Reputation: 2491
I would like to know whether its possible to launch a cuda kernel so that the grid/block size can be mentioned at run time instead of compile time as usual.
Any help regarding this would be highly invaluable.
Upvotes: 2
Views: 2765
Reputation: 16816
In CUDA applications, it is never very useful to specify fixed sizes for grid. Most of the time block size is fixed and grid size is kept dynamic and changed according to input data size. Consider the following example of vector addition.

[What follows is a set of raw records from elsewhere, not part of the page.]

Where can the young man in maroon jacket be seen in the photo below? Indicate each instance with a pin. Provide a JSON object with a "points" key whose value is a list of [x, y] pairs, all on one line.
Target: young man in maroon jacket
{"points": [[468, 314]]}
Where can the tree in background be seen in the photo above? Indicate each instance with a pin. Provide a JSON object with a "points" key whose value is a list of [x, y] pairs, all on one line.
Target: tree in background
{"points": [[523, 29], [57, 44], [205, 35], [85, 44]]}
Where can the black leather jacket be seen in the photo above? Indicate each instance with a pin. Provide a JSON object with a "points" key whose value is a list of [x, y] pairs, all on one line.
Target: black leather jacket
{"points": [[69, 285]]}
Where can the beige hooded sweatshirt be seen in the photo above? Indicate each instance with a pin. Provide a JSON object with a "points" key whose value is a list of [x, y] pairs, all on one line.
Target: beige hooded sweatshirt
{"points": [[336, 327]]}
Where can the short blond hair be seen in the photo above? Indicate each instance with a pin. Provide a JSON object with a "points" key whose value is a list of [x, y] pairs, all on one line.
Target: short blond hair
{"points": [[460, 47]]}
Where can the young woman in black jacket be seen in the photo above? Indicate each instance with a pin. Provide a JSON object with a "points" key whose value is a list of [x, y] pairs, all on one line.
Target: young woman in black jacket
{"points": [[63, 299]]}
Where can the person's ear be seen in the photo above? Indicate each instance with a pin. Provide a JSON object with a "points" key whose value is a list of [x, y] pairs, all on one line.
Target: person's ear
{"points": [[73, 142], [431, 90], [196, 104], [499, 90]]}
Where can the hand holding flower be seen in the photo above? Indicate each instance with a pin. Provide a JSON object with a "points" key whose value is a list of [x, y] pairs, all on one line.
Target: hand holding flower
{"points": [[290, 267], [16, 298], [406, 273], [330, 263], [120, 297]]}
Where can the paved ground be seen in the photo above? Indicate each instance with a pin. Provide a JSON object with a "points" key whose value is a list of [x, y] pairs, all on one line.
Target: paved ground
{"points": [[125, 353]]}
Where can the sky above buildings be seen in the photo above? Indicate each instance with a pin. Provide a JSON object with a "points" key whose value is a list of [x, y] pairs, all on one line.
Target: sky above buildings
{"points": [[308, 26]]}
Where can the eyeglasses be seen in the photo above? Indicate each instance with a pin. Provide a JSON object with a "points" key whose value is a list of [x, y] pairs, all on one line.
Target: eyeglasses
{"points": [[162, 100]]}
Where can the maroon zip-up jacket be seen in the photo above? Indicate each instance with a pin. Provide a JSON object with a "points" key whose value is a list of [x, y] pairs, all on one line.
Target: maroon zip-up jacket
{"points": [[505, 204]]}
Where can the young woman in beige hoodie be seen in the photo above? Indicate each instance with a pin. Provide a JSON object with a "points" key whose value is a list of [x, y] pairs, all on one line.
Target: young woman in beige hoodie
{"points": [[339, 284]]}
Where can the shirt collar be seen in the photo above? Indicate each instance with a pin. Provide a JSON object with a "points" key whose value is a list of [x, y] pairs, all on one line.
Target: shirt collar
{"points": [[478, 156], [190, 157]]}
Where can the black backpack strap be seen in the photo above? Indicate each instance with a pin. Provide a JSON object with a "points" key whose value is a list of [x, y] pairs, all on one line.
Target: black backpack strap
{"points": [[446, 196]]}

__global__ void kernel(float* a, float* b, float* c, int length)
{
int tid = blockIdx.x * blockDim.x + threadIdx.x;
//Bound checks inside the kernel
if(tid<length)
c[tid] = a[tid] + b[tid];
}
int addVectors(float* a, float* b, float* c, int length)
{
//a, b, c are allocated on the device
//Fix the block size to an appropriate value
dim3 block(128);
dim3 grid;
grid.x = (length + block.x - 1)/block.x;
//Grid size is dependent on the length of the vector.
//Total number of threads are rounded up to the nearest multiple of block size.
//It means total number of threads are at least equal to the length of the vector.
kernel<<<grid,block>>>(a,b,c,length);
return 0;
}
Upvotes: 4
Reputation: 98118
Cuda kernels and device functions can use blockDim.{x,y,z
} to access the block configuration as well as gridDim.{x,y,z
} to access the grid configuration. If you have a kernel/device function that can cope with various configurations than all you need to do is launch a kernel (myKernel<<<dimGrid,dimBlock>>>
) with whatever dimGrid
, or dimBlock
you choose at run-time. I don't think this is unusual at all.
Upvotes: 3